Developing such programs in Texas poses unique challenges, Birk said, because the cities are more spread out and less crowded than in many other states.
“When you have very high density but that smaller footprint, you also have a competition over space and a lot of humans debating how we use that space,” Birk said. Many Texas cities, she said, have almost the opposite problem: so much space that it is more difficult to convince people that biking is a practical way to get around.
Advocates often stress the value of biking for short trips and as a means of connecting with public transportation.
“About two to three miles is the sweet spot where it really can be more efficient and faster to take a bike,” said Annick Beaudet, a City of Austin planner who had previously worked as bicycle program manager for the city.

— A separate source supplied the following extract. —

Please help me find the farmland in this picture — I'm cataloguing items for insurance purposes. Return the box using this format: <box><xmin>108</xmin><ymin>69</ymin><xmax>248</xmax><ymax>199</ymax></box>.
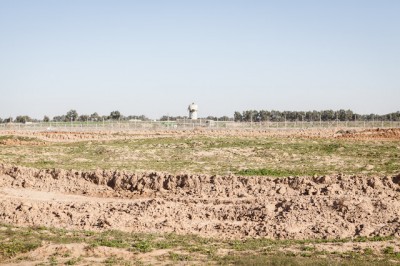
<box><xmin>0</xmin><ymin>128</ymin><xmax>400</xmax><ymax>265</ymax></box>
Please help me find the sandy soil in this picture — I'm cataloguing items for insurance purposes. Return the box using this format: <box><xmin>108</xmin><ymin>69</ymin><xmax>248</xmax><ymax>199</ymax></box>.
<box><xmin>0</xmin><ymin>165</ymin><xmax>400</xmax><ymax>239</ymax></box>
<box><xmin>0</xmin><ymin>128</ymin><xmax>400</xmax><ymax>145</ymax></box>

Here’s more about Austin’s forthcoming bike share program, and about El Paso’s program, which has run into some obstacles. This is a quality of life issue first and foremost, even more than it is a transportation issue. A lot of people want to live in the inner urban core, younger people especially. Driving and especially parking becomes problematic because there isn’t the space to easily accommodate everyone and their cars. Facilitating biking, especially for short trips, alleviates a lot of these problems and makes it more practical for amenities like bars, restaurants, and small retail to exist. That often requires ordinance and code changes as well, but the cities are dealing with those as well. The cities are competing with the suburbs and outlying areas for new residents and businesses. Solving these problems, and making their spaces be the kind of places new residents want to live is the key.